Last trip out we had out tacky lights plugged up to the outdoor outlets while over at a neighbors camper. When the wife, kids and I returned to the Outback I noticed that the lights were still plugged in but not on. I didn't give it a lot of thought until we tried watching the television right on the other side of the wall inside. I checked fuses, loose connections etc and nothing looked wrong. My intention was to have it checked out when our trip was over. Just for jollys the next night I plugged in the outdoor lights and they came right on, television, no problem.

Can anyone give me insight as to why the outlets were out for 24hours? Has anyone else had a similar problem?


----------



## GarethsDad (Apr 4, 2007)

My outside outlet is run through the gfci in the bathroom. Perhaps someone pushed in the reset? James


----------



## Scott C (Oct 16, 2008)

Thats probably not it in my case. The Bathroom and the outlet in question are on opposite sides of the camper.


----------



## Steelhead (Nov 14, 2005)

If it isn't a GFI thats tripped, my guess would be a loose connection on the receptacle itself. I would pull the outlets out and check the wires for tightness. One could be loose someplace and just making intermittent contact. Hope this will help.

Dallas


----------



## puffer (Aug 28, 2008)

Scott C said:


> Thats probably not it in my case. The Bathroom and the outlet in question are on opposite sides of the camper.

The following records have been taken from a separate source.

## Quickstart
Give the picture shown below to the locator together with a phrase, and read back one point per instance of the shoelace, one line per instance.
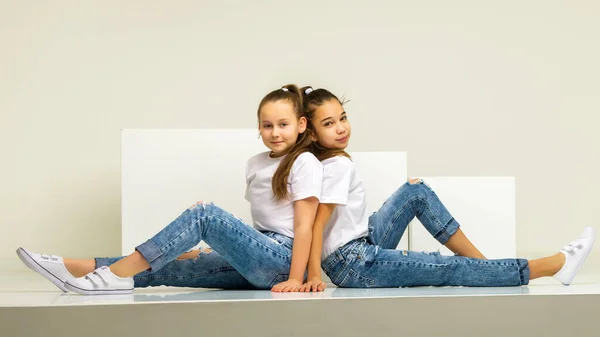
(49, 257)
(573, 246)
(96, 278)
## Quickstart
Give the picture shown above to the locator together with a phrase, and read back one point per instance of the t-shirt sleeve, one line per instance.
(337, 177)
(306, 177)
(247, 194)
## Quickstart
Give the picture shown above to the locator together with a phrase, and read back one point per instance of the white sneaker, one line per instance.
(101, 282)
(575, 253)
(51, 267)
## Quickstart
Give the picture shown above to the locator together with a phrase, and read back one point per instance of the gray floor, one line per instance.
(30, 306)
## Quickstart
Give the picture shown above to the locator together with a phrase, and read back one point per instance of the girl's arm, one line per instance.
(304, 217)
(314, 281)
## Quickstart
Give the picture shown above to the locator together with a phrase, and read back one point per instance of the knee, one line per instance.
(200, 204)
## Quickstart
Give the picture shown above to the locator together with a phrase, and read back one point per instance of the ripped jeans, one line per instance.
(241, 256)
(373, 261)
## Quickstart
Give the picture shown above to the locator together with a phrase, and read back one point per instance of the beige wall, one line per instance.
(465, 87)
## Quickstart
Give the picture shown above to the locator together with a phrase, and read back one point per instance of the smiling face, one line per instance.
(331, 124)
(279, 126)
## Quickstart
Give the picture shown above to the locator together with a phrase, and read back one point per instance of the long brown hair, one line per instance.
(312, 99)
(292, 94)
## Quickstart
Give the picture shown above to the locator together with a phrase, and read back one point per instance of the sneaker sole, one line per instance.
(78, 290)
(32, 264)
(576, 270)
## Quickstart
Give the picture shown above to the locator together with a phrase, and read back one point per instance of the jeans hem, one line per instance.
(102, 262)
(524, 271)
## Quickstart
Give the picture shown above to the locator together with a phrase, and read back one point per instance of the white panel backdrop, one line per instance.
(165, 171)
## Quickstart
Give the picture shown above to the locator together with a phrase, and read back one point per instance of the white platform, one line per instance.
(30, 306)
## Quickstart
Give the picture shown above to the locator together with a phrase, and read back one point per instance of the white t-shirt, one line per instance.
(305, 180)
(343, 187)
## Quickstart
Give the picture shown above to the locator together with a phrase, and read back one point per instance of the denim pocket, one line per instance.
(356, 280)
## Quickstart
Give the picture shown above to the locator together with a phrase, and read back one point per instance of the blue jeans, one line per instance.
(242, 257)
(374, 262)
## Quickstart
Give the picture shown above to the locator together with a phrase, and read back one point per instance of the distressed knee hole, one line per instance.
(200, 203)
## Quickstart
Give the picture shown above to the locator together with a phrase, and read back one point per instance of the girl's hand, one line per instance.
(291, 285)
(314, 284)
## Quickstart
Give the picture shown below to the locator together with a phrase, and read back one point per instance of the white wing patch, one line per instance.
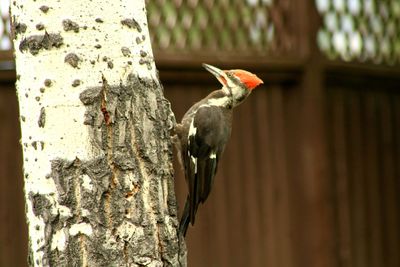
(194, 160)
(219, 102)
(192, 129)
(192, 132)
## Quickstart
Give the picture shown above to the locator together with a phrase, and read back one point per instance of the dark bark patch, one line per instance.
(35, 43)
(42, 118)
(72, 59)
(126, 51)
(44, 9)
(76, 83)
(40, 26)
(48, 83)
(18, 28)
(70, 25)
(40, 204)
(34, 144)
(89, 96)
(131, 24)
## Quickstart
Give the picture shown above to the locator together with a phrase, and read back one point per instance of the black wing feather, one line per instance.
(212, 132)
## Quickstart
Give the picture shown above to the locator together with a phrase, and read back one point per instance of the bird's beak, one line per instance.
(219, 74)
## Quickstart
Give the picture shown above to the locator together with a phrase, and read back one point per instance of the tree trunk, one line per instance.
(95, 134)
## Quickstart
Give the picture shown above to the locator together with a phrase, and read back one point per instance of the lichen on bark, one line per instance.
(126, 195)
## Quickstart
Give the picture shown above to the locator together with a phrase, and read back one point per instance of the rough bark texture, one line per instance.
(96, 139)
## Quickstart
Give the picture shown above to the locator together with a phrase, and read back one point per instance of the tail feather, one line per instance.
(184, 223)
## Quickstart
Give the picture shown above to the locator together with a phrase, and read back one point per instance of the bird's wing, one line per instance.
(206, 140)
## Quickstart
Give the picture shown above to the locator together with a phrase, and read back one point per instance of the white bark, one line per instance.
(97, 161)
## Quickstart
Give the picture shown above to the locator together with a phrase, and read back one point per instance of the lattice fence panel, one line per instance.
(362, 30)
(211, 25)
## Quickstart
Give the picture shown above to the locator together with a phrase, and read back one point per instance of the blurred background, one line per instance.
(311, 176)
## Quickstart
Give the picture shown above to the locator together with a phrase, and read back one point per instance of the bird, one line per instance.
(202, 134)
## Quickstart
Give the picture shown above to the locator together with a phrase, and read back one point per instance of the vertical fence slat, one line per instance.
(339, 149)
(357, 183)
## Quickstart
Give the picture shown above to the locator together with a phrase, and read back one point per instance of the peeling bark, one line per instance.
(97, 151)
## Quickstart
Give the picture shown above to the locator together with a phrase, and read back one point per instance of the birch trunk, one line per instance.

Beleive it or not they may be on the same circut. My Bathroom,kitchen and outside outlet are all on the same Gfi.Dont ask how i found this out.


----------



## CamperAndy (Aug 26, 2004)

Scott C said:


> Thats probably not it in my case. The Bathroom and the outlet in question are on opposite sides of the camper.


It doesn't matter how far apart they are. They GFI is in the bathroom and it is tied to the kitchen outlets and the outside outlet. They can also be tied to outers but not always.


----------



## Rubrhammer (Nov 27, 2006)

The outside outlet has to be on the GFIC. Here is what the rv wiring looks like on the back side of the recepticle. its a wonder they all don't burn up. No screws just blades that slice the insulation.
Bob









http://i282.photobucket.com/albums/kk244/r...pg?t=1245019003


----------



## Scott C (Oct 16, 2008)

Thanks for all the input. The GFCI will be the first thing I check if the outlets decide to not work when camping the 4th weekend. It is very possible that one of my little ones pushed the test button.


----------



## roo camper (Sep 17, 2008)

you might want to check the bathroom faucet connections, one was loose and leaking slightly running over the edge of the counter top causing the GFI to trip causing me to scatch my head.


----------